Duncan, April Fools Day isn’t for almost another year! Are you sure you couldn’t have saved this story?
So who has beta invites???
How cute. Perhaps Her Majesty’s version in the UK could be called MI_Space
This is crazy. If anyone without the proper privileges and permissions were to get access this social network imagine how easy it would be to just loot massive amounts of connected but sensitive information.
This sounds like a really bad move. It’s fine for sites like myspace where random people actually want to be discovered, but when you’re talking about sensitive intelligence that has to do with the security of the country I don’t think the social networking site paradigm, as it exists right now, is one to copy.
I’ll be checking torrent sites for massive dumps of sensitive data within 48 hours of it starting…
lol
Stupid stupid idea.
Unnecessary.
What’s the problem here. Do we want government intelligence groups to be intelligent or not?
The risk is with security, we all agree. But that’s always the case when information is shared among folks –it’s been like that since the beg of time, and will never end.
The US Intel Community has been using social tools for a few years now (Intellipedia, etc.) as a knowledge-sharing, fast-coordination and distribution network. This is public domain information, so I’m not telling tales out of school. Similar efforts are occuring in other intel communities such as Australia and, I imagine, the UK.
The whole story is very interesting and worth following from go to whoa as the intel community tries to recover from the disasters of incidents such as Oklahoma City and 9/11.
For a great background, read “The Wiki and the Blog: Toward a Complex Adaptive Intelligence Community” - http://papers.ssrn.com/sol3/pa....._id=755904
I thought the CIA already had a social network …
Sorry, can’t resist this on, thought the CIA already had a social network called FB, according to … http://albumoftheday/facebook
Sorry for dupl. post, please delete first one … no spam intended
I Can’t resist. Wo I guess this will be called “SpySpace”?
This is just strange
Huh?
I’ve actually been working with a friend of mine at another intel agency for a while to help get social tools/concepts in place with the intel community. There are currently scores of agencies and thousands of people and tons of systems. There’s very little connection between then, due in large part to the way the attitude about inter-agency cooperation has happened in years past. (I.e. there hasn’t been any, or it’s been at the point of a sword)
This is a VERY good move that should have happened decades ago. To address a few points raised:
* Strange concept: Not really. Tons of organizations, thousands of people, very little inter-agency communication. Sounds like a perfect concept to me.
* Money: Yes, it costs money. So does every single other thing that the intel agencies do. As someone who advocates for more social tools and activities, this seems like a GREAT way to spend money.

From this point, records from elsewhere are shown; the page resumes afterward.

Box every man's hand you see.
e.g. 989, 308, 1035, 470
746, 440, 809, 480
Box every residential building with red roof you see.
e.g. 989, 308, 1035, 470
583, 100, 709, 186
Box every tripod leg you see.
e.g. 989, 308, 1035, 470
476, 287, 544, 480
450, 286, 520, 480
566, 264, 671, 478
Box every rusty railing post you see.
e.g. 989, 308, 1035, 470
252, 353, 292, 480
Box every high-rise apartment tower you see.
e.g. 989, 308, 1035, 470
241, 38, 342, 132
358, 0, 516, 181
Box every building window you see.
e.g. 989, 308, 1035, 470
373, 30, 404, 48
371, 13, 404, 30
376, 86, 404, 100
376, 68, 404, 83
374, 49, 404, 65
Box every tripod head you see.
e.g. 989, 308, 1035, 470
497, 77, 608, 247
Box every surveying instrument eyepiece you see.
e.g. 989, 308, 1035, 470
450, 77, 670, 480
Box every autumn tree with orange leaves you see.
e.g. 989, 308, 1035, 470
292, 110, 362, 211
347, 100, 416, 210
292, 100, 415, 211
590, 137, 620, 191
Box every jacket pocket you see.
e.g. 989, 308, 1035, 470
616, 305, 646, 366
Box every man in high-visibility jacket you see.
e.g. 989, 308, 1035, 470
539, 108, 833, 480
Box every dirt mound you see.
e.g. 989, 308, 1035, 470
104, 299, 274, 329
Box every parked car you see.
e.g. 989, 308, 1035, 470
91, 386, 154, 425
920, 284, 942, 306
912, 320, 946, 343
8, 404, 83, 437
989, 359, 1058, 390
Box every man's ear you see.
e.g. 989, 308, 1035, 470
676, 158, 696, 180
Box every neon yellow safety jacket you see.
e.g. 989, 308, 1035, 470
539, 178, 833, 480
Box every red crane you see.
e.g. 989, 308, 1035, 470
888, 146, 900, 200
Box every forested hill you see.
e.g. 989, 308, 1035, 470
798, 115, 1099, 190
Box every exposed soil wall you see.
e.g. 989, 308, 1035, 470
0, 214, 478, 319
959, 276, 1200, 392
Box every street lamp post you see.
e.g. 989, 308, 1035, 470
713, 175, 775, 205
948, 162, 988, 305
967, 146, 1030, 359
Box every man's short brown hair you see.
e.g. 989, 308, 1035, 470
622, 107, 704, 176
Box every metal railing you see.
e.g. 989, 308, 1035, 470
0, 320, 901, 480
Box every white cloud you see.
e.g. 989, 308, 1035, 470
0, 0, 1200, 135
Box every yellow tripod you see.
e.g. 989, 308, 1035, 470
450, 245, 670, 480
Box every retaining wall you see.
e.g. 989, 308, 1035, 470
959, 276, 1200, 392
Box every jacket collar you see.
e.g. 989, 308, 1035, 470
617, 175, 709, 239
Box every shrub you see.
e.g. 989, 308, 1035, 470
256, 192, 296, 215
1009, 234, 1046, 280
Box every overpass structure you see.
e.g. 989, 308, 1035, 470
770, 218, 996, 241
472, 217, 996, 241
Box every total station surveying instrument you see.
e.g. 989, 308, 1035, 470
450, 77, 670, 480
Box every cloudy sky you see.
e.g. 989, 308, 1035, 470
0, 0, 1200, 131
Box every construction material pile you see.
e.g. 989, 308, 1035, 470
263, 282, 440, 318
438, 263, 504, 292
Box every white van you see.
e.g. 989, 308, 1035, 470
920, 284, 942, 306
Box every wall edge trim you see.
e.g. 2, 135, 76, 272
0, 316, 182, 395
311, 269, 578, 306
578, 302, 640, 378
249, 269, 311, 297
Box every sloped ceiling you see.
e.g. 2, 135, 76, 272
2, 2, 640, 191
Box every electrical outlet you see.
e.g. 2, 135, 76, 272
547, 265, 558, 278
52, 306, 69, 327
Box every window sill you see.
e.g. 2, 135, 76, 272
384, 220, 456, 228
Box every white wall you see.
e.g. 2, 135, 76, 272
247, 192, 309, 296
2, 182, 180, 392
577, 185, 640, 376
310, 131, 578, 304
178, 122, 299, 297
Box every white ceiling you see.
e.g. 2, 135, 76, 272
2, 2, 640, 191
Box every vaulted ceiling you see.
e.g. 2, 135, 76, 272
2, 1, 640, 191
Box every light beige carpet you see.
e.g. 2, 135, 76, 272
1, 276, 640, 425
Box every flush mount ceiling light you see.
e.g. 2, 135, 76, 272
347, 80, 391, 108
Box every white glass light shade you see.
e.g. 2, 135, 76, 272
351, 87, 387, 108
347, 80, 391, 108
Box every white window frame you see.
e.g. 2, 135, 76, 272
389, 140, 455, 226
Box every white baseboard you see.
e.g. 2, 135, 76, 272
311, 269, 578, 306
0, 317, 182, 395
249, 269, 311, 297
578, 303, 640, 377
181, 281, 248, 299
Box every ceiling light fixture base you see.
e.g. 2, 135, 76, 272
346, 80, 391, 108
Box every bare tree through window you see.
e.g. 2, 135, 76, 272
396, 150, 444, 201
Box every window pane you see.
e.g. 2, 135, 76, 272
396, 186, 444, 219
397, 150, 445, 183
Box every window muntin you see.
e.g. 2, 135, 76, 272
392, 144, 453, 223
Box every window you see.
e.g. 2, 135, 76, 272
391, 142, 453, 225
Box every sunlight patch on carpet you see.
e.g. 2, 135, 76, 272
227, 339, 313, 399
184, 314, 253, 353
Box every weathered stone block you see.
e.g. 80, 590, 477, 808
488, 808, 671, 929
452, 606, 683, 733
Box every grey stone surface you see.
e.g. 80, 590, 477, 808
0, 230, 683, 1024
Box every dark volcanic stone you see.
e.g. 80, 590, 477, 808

* Secrecy: This is just silly - there is no more or less risk involved in ANYTHING the intel workers are currently doing on a computer and have been doing for decades. This is just another application in a long list of applications.
I say kudos.
My biggest worry with projects like this is that CIA creates their own network, and so does the NSA, DOD, FBI, etc. Then they’re doing marginally better inside the organization, but continuing the problems externally.
Here’s to hoping!
Duncan, as mentioned earlier - your title of this article uses a pretty well known racial term. You might consider changing the title.
urbandictionary[DOT]com/define.php?term=spook
Pretty interesting. Hopefully, this will result in better communication and coordination between agencies.
@Big Dave: Not sure YOU know what the term spook means. Yes, it can be a racist term. It’s also a slang term for “spy.” So, it’s not racist in the context of this post’s title.
Too bad the CIA doesn’t have a sense of humor. They could have called it MySpies.
Some of you dummies think this is a social networking or dating site that is open to everbody for that purpose . If you read the article carefully, it is simply like a “one stop” area where analysts can sift through potentially important information relating to national security. Of course, this is an internal website only (not www) so there wouldn’t be any prying eyes.